Many New Yorkers avoid the South Street Seaport area (barring an occasional visit for a performance like that of Spiegelworld - click here), seeing the area as too touristy. This is a legitimate complaint, but there are also good reasons to visit this neighborhood. Once one gets away from the beaten path of Fulton Street you quickly start to appreciate the charms of this area, the oldest area of the city. The buildings are beautifully restored, streets are cobbled and there are a number of establishments worth patronizing - museum, restaurants, bookstores, galleries. The Bridge Cafe, at 279 Water Street, is one of those places. The restaurant, at the end of Water Street and the corner of Dover Street, is virtually under the Brooklyn Bridge, housed in a wood-frame building erected in 1794 - click here for photo.
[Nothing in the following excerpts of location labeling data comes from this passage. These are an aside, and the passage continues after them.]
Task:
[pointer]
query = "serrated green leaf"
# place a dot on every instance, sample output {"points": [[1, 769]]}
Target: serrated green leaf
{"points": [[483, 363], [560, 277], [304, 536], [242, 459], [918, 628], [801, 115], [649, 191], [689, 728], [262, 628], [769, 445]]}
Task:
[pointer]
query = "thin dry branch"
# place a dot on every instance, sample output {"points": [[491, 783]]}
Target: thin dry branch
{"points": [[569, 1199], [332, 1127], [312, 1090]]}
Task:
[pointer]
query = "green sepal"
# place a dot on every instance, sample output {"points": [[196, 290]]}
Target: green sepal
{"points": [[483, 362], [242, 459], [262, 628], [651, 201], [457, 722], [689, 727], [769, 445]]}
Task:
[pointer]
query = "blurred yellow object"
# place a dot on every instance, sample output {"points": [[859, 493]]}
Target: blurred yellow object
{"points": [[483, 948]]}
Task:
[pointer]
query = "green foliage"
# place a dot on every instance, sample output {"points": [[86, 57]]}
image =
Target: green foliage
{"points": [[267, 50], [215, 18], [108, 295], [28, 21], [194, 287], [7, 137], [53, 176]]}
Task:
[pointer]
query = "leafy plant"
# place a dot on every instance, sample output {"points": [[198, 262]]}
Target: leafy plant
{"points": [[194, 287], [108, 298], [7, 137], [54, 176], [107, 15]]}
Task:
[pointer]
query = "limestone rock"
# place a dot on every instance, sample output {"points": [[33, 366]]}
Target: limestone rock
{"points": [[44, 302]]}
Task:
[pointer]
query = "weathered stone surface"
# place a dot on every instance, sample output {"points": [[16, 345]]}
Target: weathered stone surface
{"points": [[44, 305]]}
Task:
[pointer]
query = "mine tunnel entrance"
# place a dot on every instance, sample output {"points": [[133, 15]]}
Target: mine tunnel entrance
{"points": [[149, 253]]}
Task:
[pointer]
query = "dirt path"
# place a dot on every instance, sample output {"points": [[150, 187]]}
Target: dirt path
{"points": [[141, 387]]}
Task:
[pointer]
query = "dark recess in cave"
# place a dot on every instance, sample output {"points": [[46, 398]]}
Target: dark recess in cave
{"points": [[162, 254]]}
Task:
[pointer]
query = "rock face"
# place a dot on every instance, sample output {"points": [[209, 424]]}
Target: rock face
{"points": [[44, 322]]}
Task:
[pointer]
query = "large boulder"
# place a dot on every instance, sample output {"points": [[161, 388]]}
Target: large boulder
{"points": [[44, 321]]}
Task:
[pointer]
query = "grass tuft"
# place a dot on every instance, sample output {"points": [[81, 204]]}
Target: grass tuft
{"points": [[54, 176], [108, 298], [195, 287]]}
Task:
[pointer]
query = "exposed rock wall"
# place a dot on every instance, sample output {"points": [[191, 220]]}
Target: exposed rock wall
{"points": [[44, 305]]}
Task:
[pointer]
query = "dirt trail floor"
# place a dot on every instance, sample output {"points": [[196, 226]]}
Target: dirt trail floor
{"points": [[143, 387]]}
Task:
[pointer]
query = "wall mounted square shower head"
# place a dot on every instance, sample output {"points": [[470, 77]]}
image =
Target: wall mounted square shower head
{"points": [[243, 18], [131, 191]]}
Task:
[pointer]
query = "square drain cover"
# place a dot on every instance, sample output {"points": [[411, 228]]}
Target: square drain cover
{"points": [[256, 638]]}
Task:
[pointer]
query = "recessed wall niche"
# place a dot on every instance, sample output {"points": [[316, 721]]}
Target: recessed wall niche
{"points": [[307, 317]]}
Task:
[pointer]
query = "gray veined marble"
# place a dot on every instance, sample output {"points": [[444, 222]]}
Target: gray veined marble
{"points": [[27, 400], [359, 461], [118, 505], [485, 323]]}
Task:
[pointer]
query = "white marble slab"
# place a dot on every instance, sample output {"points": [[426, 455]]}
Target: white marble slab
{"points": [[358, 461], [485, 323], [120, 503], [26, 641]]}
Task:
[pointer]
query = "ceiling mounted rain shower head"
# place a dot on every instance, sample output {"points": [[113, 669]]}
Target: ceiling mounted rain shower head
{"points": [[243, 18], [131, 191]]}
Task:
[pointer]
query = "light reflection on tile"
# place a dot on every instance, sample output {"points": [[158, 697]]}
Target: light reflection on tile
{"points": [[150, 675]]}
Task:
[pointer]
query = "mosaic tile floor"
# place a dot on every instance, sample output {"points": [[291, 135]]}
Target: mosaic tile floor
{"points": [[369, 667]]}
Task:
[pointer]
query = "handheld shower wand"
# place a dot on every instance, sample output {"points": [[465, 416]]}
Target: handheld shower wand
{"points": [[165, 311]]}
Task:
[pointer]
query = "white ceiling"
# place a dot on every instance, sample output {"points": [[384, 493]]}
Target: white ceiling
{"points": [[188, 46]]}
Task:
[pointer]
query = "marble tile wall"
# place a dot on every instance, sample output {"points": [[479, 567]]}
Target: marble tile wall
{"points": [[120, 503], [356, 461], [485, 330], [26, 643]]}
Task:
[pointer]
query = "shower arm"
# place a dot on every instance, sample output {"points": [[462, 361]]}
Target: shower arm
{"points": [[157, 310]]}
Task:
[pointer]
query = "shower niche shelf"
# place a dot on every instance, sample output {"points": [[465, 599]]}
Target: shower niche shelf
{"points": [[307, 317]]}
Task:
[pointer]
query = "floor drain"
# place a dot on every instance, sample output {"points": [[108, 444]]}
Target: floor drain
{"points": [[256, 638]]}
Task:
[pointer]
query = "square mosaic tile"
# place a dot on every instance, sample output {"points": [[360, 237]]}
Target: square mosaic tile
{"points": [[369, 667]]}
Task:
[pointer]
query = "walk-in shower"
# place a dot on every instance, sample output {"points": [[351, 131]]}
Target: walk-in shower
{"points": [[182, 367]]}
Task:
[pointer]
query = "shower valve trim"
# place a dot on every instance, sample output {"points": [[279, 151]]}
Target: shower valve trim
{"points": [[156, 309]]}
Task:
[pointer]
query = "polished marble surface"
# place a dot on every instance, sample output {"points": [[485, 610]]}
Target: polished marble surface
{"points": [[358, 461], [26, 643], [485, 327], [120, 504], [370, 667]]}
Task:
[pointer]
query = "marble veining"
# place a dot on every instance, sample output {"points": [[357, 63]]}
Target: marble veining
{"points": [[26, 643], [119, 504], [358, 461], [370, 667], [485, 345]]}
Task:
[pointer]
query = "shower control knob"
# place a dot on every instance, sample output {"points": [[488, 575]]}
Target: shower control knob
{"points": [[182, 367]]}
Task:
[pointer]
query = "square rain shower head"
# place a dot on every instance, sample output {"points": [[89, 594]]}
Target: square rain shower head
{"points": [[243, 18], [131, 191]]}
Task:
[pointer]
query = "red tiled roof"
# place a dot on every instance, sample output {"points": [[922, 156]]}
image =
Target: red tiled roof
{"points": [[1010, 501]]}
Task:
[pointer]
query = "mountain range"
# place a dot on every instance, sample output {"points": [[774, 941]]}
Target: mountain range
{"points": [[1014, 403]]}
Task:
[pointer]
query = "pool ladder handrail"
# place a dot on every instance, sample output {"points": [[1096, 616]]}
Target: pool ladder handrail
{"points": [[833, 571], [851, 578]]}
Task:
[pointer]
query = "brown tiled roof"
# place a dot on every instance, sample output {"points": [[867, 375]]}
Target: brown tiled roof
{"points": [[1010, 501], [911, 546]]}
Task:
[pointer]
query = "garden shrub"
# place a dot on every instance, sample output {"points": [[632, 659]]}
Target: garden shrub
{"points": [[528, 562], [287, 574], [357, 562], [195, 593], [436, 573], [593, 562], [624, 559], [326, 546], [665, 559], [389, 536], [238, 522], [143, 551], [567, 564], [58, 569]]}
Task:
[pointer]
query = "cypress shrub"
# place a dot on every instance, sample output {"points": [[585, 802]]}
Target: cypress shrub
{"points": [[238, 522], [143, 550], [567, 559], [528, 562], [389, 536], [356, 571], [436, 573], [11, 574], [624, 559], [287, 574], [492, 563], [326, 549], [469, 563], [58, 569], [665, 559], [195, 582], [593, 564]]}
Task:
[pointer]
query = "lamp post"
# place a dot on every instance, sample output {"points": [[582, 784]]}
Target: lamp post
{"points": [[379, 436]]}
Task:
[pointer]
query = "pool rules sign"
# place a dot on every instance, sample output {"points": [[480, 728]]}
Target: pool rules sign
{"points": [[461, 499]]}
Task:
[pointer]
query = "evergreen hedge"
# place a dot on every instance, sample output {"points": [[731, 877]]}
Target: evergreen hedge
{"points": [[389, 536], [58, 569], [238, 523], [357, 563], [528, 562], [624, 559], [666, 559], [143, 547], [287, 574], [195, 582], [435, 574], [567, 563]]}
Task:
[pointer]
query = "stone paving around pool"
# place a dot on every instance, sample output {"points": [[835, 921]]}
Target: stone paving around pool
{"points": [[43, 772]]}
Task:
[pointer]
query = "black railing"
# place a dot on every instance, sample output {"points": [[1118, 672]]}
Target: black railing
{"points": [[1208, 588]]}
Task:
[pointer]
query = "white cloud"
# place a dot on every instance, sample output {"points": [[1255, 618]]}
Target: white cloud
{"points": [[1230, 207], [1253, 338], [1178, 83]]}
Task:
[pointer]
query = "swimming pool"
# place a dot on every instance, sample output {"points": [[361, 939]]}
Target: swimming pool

This historic gem is believed to be the oldest business in NYC and the oldest drinking establishment - in 1847 Henry Williams opened a porter house in this section of Water Street, known for its saloons and brothels. The cuisine is eclectic New American. I have not eaten there but reviews appear to be consistently good - I intend to to soon ...
Notes: At the time the place was built, before land-fill projects expanded the area of Lower Manhattan, the East River actually came right up to the building.
When Ed Koch was mayor, he met here twice weekly at a private table.